- Agronomic: barley, canola, corn, flax, millet, oats, rye, soybeans, spelt, wheat, grass (misc. perennial), hay
- Animal Production: feed/forage
- Crop Production: conservation tillage
- Natural Resources/Environment: carbon sequestration
- Pest Management: competition, cultural control, integrated pest management, mulches - killed, mulches - living, physical control, cultivation
- Soil Management: green manures, organic matter, soil analysis, soil quality/health
Problem and Justification: Farmers need research-based information to help them manage their crops with confidence. Researchers would like to disseminate research results to those who need it most. Extension educators and other ag professionals seek to understand the research and bring it to farmers to put into practice. They are the link between the researcher and the farmer. This project helps transitioning growers access research-based information by training a network of educators about organic feed and forage production, including information from Penn State’s research on cover-crop based reduced tillage organic systems. We know there is a high demand for locally produced organic grains in the Northeast and many conventional farmers are ready and willing to step in to meet that demand. Lack of knowledge and support is a strong barrier to initiating and successfully completing the transition to organic production.
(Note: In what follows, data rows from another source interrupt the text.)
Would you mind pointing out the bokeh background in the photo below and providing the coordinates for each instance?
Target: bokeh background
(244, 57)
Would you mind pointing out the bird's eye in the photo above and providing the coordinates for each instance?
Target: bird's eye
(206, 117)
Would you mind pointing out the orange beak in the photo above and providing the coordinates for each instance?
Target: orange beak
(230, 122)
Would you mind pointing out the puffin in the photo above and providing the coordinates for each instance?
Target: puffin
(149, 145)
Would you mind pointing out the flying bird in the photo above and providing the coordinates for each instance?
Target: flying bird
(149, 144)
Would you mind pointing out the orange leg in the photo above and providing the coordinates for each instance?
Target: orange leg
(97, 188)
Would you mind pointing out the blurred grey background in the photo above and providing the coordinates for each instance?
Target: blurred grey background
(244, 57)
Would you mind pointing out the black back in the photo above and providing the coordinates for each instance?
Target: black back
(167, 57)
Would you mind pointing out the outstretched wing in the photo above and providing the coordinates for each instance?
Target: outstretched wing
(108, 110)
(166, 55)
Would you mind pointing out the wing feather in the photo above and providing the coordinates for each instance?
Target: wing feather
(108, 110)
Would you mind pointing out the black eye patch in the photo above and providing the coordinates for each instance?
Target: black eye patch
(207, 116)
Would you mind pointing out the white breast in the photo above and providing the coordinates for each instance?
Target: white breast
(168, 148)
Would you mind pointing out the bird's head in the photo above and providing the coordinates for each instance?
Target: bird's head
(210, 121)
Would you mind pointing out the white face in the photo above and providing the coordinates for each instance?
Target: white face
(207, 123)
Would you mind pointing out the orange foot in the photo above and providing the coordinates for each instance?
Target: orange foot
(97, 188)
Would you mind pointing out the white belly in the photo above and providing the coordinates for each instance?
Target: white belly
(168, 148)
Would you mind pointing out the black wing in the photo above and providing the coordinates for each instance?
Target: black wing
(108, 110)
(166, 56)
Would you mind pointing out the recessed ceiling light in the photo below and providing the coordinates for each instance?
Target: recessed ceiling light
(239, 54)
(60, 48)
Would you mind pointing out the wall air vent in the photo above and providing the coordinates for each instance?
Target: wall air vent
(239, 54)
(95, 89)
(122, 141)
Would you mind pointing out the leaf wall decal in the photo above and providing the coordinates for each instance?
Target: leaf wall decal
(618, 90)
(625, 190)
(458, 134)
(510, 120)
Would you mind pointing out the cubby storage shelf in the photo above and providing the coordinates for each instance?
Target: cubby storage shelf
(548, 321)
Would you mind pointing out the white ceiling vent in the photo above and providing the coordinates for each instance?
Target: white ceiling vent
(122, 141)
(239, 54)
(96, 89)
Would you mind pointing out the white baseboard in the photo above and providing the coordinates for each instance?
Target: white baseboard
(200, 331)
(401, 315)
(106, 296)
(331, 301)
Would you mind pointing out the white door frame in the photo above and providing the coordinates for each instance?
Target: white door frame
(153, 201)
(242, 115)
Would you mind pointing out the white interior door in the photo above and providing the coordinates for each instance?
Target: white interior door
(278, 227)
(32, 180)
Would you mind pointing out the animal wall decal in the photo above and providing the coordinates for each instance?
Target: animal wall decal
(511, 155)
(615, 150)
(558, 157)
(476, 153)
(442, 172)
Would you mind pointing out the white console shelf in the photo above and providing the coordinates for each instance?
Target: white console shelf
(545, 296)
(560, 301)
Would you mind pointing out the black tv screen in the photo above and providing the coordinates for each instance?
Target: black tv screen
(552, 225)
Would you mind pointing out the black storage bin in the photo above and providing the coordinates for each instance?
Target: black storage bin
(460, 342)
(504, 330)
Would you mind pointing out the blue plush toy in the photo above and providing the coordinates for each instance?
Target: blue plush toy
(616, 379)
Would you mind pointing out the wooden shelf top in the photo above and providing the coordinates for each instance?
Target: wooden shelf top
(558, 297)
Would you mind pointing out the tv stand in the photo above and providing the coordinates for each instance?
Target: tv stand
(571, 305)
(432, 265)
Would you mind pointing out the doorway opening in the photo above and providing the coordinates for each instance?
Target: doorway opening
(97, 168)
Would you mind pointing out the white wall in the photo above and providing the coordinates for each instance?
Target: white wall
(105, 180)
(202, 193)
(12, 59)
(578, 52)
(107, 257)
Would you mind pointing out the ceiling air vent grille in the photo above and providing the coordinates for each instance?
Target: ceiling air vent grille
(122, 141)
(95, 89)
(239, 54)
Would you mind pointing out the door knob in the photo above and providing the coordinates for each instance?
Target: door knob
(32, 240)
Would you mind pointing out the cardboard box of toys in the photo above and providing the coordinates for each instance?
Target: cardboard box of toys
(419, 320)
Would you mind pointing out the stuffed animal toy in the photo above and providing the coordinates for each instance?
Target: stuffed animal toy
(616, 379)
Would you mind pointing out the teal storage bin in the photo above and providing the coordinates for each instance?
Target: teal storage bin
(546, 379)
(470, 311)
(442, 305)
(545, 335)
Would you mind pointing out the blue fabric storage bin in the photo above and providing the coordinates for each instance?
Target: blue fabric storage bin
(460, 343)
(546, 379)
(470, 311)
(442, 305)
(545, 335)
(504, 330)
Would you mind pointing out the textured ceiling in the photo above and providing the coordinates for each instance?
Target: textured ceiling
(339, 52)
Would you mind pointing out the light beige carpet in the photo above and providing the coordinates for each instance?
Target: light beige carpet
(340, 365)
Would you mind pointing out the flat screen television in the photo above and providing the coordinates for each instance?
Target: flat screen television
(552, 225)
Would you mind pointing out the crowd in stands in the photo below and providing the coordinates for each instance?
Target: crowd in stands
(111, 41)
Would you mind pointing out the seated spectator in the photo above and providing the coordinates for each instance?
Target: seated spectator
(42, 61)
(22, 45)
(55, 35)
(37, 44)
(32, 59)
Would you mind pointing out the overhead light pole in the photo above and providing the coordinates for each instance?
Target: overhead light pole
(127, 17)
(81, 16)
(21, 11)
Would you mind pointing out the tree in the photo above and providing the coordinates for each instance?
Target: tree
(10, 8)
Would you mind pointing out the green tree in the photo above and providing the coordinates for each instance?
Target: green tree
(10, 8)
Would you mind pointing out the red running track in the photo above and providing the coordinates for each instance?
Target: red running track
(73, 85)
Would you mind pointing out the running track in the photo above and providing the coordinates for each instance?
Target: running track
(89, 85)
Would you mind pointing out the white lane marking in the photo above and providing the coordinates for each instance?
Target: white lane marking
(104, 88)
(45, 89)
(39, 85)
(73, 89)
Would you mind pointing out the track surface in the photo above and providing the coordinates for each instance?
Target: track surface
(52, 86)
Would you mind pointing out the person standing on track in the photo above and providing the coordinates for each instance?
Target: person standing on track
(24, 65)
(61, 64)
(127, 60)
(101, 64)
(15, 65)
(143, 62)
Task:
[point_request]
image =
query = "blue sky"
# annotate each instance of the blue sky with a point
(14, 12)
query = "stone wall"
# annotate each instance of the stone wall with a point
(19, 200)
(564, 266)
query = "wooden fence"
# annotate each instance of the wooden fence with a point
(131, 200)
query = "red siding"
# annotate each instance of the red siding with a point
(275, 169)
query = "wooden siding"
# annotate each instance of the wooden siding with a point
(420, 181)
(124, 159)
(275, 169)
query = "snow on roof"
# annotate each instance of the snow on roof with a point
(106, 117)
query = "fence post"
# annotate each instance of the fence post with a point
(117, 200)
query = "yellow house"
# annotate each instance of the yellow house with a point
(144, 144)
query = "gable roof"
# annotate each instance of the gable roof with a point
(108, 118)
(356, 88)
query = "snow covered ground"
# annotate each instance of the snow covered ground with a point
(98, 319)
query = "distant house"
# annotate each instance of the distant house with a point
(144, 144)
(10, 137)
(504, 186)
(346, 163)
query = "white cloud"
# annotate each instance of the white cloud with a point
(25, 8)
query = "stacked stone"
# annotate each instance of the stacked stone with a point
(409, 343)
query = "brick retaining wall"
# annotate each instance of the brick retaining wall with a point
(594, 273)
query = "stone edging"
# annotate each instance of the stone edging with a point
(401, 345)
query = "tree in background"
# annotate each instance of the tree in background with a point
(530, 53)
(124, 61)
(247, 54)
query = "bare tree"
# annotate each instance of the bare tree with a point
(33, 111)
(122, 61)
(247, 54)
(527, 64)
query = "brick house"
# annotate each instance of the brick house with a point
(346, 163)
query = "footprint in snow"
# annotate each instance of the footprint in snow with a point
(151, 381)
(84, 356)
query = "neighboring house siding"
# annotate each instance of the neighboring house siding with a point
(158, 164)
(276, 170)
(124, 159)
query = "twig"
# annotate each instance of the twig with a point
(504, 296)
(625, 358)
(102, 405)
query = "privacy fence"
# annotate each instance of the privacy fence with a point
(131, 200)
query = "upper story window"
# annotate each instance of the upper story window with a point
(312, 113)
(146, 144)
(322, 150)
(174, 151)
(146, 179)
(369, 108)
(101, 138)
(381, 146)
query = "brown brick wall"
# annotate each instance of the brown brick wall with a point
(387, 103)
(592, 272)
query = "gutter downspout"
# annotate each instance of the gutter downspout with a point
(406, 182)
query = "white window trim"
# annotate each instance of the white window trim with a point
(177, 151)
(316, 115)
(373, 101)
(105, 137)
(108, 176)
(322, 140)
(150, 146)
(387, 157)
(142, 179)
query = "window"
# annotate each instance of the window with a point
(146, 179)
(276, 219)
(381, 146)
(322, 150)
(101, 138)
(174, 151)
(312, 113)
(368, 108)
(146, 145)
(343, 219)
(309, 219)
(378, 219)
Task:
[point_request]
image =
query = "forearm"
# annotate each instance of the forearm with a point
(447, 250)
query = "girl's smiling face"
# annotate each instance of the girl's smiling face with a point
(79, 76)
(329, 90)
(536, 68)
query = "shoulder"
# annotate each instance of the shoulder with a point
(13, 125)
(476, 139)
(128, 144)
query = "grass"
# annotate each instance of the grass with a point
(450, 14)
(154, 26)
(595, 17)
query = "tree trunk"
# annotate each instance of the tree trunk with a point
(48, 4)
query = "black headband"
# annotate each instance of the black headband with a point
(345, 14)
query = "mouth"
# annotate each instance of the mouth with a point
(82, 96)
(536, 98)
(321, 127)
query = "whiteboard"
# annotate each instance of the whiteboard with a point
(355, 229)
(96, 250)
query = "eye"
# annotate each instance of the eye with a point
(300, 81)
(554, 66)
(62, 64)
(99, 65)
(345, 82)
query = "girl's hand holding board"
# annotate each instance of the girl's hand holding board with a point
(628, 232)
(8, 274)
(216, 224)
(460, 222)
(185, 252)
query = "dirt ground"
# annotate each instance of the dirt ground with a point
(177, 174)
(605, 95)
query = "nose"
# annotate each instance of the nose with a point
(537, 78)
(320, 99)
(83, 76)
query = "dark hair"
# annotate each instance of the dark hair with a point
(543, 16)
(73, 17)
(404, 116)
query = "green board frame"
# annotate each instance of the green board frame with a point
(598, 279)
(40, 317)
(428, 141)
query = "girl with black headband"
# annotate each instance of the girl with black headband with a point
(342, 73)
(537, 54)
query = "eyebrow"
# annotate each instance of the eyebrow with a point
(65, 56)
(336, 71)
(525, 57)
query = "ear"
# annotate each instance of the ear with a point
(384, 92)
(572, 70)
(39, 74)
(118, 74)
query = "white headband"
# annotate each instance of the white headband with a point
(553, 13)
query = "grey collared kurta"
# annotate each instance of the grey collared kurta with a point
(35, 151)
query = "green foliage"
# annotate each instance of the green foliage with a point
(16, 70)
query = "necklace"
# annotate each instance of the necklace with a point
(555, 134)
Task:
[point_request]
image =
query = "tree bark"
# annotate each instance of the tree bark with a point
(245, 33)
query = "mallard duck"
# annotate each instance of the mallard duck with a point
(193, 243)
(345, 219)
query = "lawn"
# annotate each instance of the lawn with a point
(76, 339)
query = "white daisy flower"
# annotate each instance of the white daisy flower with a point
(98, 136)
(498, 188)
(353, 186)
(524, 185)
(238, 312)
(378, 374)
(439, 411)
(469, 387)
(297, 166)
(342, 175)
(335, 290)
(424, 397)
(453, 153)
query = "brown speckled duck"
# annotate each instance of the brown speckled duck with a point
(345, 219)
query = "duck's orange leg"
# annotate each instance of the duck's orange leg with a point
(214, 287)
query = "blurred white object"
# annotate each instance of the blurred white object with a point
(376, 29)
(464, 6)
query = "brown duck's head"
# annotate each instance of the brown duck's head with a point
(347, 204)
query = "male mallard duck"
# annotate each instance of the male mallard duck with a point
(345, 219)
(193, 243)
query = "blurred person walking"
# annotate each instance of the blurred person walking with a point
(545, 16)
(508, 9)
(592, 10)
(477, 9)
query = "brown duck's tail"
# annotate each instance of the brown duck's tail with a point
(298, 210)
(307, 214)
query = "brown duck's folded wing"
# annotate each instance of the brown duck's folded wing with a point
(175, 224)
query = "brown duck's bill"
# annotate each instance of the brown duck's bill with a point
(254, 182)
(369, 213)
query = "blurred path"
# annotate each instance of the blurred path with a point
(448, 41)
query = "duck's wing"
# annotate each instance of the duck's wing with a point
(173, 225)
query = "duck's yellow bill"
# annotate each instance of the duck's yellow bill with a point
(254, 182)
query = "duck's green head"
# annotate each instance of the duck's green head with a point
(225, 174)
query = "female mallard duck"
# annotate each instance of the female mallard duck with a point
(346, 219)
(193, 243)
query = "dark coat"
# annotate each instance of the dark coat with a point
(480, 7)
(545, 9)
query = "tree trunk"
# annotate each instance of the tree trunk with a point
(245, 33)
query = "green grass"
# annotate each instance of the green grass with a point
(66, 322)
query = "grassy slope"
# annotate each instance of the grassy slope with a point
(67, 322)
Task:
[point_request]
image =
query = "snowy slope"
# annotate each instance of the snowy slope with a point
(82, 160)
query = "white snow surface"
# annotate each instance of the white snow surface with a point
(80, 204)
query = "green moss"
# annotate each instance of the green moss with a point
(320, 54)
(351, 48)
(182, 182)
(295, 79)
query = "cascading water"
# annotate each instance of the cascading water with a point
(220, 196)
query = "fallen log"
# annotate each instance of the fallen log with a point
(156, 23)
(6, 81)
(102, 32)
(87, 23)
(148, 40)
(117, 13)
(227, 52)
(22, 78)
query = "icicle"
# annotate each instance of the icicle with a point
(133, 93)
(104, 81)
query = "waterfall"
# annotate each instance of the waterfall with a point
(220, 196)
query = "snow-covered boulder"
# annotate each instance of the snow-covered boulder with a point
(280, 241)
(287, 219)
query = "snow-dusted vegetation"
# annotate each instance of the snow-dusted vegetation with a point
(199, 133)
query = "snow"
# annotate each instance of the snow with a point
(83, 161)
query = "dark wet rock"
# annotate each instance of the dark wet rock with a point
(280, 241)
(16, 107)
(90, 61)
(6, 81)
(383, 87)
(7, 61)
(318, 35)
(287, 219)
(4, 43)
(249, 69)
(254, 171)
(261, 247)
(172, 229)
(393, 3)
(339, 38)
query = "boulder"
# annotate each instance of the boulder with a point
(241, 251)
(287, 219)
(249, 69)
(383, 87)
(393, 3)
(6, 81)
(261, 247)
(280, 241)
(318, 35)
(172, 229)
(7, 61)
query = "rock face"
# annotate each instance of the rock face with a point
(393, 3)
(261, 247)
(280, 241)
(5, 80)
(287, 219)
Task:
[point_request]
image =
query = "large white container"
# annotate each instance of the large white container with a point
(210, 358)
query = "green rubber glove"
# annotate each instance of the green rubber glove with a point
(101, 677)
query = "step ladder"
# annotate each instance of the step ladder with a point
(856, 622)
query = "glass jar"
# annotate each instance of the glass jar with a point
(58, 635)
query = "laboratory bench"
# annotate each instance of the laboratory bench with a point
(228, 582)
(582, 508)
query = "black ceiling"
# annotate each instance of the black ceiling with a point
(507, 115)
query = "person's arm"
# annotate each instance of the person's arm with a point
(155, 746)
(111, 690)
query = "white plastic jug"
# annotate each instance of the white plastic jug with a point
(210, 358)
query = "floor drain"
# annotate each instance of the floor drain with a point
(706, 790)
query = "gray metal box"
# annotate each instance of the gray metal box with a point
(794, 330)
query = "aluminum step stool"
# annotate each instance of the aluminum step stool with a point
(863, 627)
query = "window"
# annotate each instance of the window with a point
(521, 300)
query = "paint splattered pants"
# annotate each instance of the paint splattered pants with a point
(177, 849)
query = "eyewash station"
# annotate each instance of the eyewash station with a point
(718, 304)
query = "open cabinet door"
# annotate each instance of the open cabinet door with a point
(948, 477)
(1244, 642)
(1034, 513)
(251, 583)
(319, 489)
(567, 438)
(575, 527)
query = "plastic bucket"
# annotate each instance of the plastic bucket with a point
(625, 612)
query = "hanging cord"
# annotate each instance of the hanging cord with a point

Solution and Approach: The Penn State reduced-tillage in organic systems research is the keystone of this project and also the key to its success. The study is in its 5th year and researchers have conducted on-farm demonstrations and events to transfer what they’ve learned in their research. The on-farm component of this research has been conducted on six farms and directly involved three educators, so that the number of farmers able to directly access this information has been relatively low. This professional development project will take the proven on-farm results to the next level by training a larger group of educators who will in turn provide guidance and instruction to many more farmers. The likelihood of success is high due to the proven results already experienced on a small scale among few farmers, who have greatly benefited from the knowledge. The outcome of this project will be increased success of farmers transitioning to organic feed and forage production that will contribute to the diversification and profitability of Northeast agriculture by helping to meet the growing demand for locally grown organic feed crops and securing organic premiums for their efforts. Adopting reduced-tillage organic practices will help farmers use resources wisely, reduce the risk of erosion, increase carbon sequestration, reduce pesticide use, and support beneficial insects. These results not only benefit the farmer, but also lead to improved quality of life and a positive influence on communities and the environment.
Performance targets from proposal:
Twenty  agricultural service providers deliver university research-based information and technical support on transition to organic and certified organic production, including reduced tillage, diverse cover crop selection, inter-cropping, rotations and organic certification to 250 grain and/or dairy producers who manage 20,000 acres of grain crops.